New dates for our 60th are Monday, Tuesday,and Wednesday, June 13, 14, and 15.
After a careful census of probable attendance' by students, parents, alumni, and official guests, the College administration has reluctantly rescheduled the 1983 reunions of six classes, including our own. Hanover and its environs just cannot at one time accommodate the numbers expected. We will be joined on the new dates by '28, '43, '47, '48, and '49.
Herb Home and Chet Bixby now have a semi-firm program lined up which will be finalized at a reunion committee meeting following our Harvard weekend class meeting .on October 16.
Many of you have fond memories of the former Inn Motor Lodge on Lebanon Street. Converted some time ago to dormitory use), it still provides a private bath with each room and is readily accessible to the campus. Our class will be given first choice of its rooms.
This first fall issue of the ALUMNI MAGAZINE containing class notes will reach you after our scheduled Harvard game get-together. I hope that somehow or other many of you will have found it possible to be in Hanover for the meeting. Twenty other classes have planned similar get-togethers for the same weekend. Every room within 50-plus miles of Hanover is booked solid. Connie and I find ourselves.67th on the Hanover Inn waiting list. We shall be there for the meetings and the game however, and we hope many of you can join us.
The increasing size of alumni groups creates a serious logistics problem for all of us. Harvard, Yale, and Princeton weekends are everyone's preference, usually in that order. As a practical matter, however, we may have to settle for an earlier date and a lesser attraction.
The summer months have brought muchappreciated mail from many of you. Thanks so much, particularly to those of you who so thoughtfully sent me news clippings of the deaths of four of our classmates. I expect the obituaries of these men will have been included in the September issue.
Carl Reed writes that "after a busy summer of good and not-so-good days I am back on the golf course four or five days a week and playing in the low 90's."
Carl's reunion and Margaret's at Wellesley coincide in 1983. We hope they can coordinate the scheduling. As is true in most of our families, the Reed children have finished their educations and are on their own Nancy, University of Pennsylvania '47; Carl Jr., Dartmouth '44 and three years on nuclear submarine duty; David, Princeton '55 and an M.B.A. at the University of Rochester. There are also nine grandchildren, one of whom, Jeffrey, is Dartmouth '76 and earned his master's degree at U.N.H. in 1978. He is now living and working in and around Hanover for a structural steel company. Two great-grandchildren complete the present Reed roster.
Both Carl and Cap Palmer write that they have heard from Karl Stadlinger recently. Karl and Gene Gay-Tifft were classmates at the Nichols School in Buffalo. Karl, whose wife died some years ago, has retired from the practice of medicine and is "still holding down the fort in a too-big house" which he says would be a shame to give up for someone else to mess around in the garden after doing it so long himself.
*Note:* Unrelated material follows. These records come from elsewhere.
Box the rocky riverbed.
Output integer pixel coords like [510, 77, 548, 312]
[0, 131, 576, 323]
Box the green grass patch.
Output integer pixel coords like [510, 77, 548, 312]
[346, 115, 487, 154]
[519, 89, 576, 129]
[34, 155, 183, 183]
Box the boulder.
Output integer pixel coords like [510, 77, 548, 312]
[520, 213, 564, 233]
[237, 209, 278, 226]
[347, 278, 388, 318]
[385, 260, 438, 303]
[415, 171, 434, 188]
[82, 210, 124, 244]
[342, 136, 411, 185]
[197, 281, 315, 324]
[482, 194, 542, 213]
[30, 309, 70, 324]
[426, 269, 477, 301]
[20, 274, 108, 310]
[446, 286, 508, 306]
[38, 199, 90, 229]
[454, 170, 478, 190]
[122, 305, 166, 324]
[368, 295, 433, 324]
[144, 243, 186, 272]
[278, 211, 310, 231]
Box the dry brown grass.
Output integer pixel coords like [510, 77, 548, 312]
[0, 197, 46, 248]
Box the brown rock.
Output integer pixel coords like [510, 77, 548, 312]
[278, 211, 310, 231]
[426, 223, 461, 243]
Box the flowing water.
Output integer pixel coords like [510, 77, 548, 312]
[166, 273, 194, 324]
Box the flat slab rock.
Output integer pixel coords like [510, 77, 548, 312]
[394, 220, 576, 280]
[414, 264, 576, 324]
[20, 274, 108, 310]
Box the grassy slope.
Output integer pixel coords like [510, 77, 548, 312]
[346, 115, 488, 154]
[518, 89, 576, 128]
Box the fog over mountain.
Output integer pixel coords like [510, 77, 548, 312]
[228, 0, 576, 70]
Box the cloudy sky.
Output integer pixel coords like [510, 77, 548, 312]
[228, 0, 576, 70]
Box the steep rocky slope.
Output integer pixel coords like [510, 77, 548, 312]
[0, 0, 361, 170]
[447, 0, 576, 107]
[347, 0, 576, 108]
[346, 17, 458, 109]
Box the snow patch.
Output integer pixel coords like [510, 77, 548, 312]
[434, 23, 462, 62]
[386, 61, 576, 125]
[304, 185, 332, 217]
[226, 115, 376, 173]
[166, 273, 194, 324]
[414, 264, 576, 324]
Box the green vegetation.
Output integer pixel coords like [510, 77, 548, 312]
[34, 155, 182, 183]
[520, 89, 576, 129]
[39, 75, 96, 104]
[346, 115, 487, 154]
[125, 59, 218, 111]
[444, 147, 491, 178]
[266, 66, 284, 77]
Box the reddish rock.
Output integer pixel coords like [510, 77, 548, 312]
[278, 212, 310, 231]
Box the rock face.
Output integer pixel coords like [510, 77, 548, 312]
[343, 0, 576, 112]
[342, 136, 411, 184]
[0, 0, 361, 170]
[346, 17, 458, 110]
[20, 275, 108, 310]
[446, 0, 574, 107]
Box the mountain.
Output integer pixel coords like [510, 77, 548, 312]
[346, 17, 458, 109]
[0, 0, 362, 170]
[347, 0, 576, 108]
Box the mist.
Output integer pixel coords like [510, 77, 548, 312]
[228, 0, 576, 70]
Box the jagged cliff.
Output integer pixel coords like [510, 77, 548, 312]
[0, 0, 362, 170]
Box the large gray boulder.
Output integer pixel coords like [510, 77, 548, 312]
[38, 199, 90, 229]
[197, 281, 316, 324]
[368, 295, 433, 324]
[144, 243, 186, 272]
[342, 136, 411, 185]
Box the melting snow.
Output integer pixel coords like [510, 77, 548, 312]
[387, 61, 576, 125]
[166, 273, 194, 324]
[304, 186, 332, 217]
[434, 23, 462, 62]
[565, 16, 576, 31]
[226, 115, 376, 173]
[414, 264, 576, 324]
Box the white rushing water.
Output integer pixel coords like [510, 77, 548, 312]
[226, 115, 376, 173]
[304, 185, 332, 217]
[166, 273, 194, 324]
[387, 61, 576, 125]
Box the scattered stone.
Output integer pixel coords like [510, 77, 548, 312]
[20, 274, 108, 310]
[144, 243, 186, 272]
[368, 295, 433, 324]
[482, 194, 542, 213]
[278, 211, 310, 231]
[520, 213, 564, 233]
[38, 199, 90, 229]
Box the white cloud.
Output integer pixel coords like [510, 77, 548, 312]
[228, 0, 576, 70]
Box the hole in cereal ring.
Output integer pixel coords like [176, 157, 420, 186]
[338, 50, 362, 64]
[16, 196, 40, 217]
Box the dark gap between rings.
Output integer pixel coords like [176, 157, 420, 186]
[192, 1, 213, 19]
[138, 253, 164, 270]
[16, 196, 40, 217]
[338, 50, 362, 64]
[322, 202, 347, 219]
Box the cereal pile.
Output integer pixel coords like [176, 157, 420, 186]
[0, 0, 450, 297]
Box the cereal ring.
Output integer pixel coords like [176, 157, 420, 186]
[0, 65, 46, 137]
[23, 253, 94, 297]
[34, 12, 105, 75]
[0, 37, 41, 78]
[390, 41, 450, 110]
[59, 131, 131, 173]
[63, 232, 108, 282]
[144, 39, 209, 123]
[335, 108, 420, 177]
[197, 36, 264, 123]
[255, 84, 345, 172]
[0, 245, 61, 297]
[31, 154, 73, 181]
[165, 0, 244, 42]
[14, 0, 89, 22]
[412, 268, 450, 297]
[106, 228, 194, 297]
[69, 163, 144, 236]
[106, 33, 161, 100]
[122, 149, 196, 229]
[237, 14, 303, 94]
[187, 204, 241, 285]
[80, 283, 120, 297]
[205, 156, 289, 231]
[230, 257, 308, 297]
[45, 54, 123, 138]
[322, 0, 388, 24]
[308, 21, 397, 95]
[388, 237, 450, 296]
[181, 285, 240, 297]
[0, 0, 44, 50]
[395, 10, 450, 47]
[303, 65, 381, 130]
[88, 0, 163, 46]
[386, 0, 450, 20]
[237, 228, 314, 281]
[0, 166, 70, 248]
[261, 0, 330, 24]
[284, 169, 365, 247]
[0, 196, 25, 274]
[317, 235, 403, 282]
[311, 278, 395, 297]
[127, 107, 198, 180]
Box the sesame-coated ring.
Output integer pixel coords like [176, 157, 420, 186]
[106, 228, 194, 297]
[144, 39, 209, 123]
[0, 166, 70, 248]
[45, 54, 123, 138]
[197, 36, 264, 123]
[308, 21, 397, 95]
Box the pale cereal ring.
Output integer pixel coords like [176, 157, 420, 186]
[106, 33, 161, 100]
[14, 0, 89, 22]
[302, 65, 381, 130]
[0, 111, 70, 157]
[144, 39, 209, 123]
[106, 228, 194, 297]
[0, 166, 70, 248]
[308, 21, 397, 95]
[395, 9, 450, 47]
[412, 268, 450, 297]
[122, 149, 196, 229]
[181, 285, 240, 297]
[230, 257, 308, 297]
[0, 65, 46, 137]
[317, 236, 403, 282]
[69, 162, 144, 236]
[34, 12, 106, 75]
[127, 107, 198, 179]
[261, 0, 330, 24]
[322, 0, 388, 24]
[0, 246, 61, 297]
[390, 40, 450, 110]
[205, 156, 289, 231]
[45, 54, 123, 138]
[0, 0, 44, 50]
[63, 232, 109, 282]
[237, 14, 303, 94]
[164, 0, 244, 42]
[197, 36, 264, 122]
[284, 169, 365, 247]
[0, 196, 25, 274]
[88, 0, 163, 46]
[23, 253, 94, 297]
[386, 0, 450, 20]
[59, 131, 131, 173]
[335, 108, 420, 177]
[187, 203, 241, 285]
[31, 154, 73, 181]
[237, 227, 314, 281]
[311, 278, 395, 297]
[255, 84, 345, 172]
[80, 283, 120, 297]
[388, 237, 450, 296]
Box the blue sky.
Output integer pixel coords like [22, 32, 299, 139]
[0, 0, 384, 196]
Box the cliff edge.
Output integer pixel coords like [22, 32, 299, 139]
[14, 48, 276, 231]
Cap Palmer's summer report also includes a copy of a letter to him from Kully Lundberg. Kully and Marie are presently in good health following a difficult year in 1981, when both had to undergo serious but successful surgery.
Vin Baldwin writes chat he and Connie attended her 55 th reunion at Smith this summer. He adds: "It was my good fortune to squire four distinguished Smith alumnae of Connie's class around the Smith campus."
The Baldwins ended their eastern trip with a visit in Providence, R. 1., with daughter Priscilla and her husband and one of their grandsons who was home for the summer recess. He is an art student at the Boston Museum of Fine Arts and an undergraduate at Tufts. An older grandson is a senior at Columbia this year and was spending the summer working for the university in New York City.